In terms of public health and effective messaging, one of the most pressing issues to arise after the first study was published was the introduction of vaccines – and the myriad feelings people have about them. Looking at four categories – fully vaccinated; partially vaccinated; not vaccinated but likely to receive one; unvaccinated and unlikely to get one – several outcomes stood out:

  • People who had been fully vaccinated were more likely than those who had been partially vaccinated to have close interactions with others after being vaccinated.
  • Compared with those who said they were unlikely to get vaccinated, those who said they probably would thought their risk of infection was higher.
  • Depending on the age of the person, they react differently to the same level of stress. Overall, for example, the higher a person’s level of distress, the less likely they were to socially distance, but the more likely they were to get vaccinated. However, both of these correlations weaken as people age.

Fear messages that try to scare people into following the guidelines tend to only be useful for a one-time event, Green said. “Apparently getting vaccinated should count as such an event.” But as breakthrough cases mount and boosters add up, vaccinations are no longer one and done; rather, it is a series of events, spread over more than a year.

While fear-based messaging can encourage young people to get vaccinated, it also diminishes their resolve to stick with mitigating behaviors like social distancing. Without doing both, the risk of infectious breakthroughs could continue to increase.

And, research shows the messages become less effective as people get older – and become more likely to get a serious illness if they become infected.

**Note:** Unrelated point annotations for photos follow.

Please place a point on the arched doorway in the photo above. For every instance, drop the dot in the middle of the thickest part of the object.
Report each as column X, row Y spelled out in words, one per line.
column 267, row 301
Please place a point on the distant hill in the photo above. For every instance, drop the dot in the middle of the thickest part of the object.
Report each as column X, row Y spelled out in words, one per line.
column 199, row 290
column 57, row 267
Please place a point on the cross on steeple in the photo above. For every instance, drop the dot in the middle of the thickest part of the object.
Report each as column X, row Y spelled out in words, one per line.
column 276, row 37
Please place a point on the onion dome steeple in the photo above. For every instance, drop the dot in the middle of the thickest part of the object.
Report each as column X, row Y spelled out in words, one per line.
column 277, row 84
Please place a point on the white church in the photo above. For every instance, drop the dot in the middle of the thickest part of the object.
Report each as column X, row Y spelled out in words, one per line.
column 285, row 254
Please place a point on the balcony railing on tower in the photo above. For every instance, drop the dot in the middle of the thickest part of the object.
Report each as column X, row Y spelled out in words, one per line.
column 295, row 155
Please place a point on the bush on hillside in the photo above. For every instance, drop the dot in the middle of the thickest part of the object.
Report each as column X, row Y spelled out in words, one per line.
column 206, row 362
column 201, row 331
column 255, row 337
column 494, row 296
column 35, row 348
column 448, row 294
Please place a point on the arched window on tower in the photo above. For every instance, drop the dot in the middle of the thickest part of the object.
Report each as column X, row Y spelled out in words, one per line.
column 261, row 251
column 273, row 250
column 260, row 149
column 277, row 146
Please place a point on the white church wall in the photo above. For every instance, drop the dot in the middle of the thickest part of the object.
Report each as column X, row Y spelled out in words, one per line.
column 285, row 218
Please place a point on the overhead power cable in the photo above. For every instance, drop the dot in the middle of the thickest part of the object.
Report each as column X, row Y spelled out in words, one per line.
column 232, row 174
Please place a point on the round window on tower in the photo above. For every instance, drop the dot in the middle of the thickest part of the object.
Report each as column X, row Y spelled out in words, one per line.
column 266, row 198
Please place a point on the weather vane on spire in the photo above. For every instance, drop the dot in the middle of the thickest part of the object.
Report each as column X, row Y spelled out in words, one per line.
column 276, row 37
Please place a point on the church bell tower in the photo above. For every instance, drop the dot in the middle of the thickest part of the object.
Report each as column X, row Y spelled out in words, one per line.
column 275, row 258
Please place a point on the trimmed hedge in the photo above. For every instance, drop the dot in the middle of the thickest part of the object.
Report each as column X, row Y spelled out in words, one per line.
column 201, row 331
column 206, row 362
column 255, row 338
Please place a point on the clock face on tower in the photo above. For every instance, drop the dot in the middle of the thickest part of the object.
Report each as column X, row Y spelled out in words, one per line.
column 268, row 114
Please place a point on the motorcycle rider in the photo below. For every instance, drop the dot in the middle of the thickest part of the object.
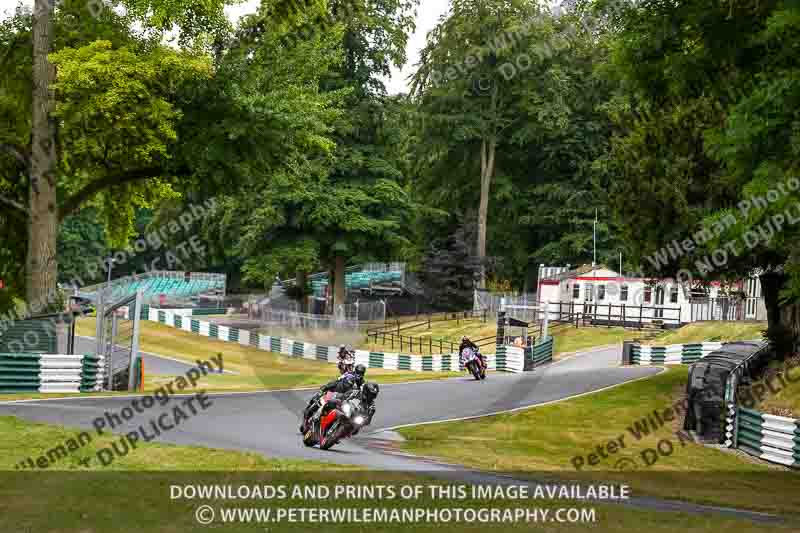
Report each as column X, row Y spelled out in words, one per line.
column 466, row 343
column 345, row 352
column 345, row 383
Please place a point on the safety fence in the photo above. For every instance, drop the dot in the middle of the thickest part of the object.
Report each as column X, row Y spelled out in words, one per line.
column 518, row 359
column 33, row 372
column 446, row 362
column 672, row 354
column 34, row 335
column 772, row 438
column 188, row 311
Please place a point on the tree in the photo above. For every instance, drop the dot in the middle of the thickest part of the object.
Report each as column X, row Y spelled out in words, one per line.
column 476, row 83
column 46, row 173
column 706, row 123
column 337, row 191
column 450, row 270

“Part of the solution to the problem of differential distress may be to avoid distress altogether,” Green said, giving up on the fear campaign. Instead, a softer approach may be warranted. “Our previous work suggests that what really motivates many people to change their behaviors for the better is considering how their actions may benefit or harm other people.”

The research was supported by the National Institute on Aging of the National Institutes of Health (NIH) under award number RO1AG058885.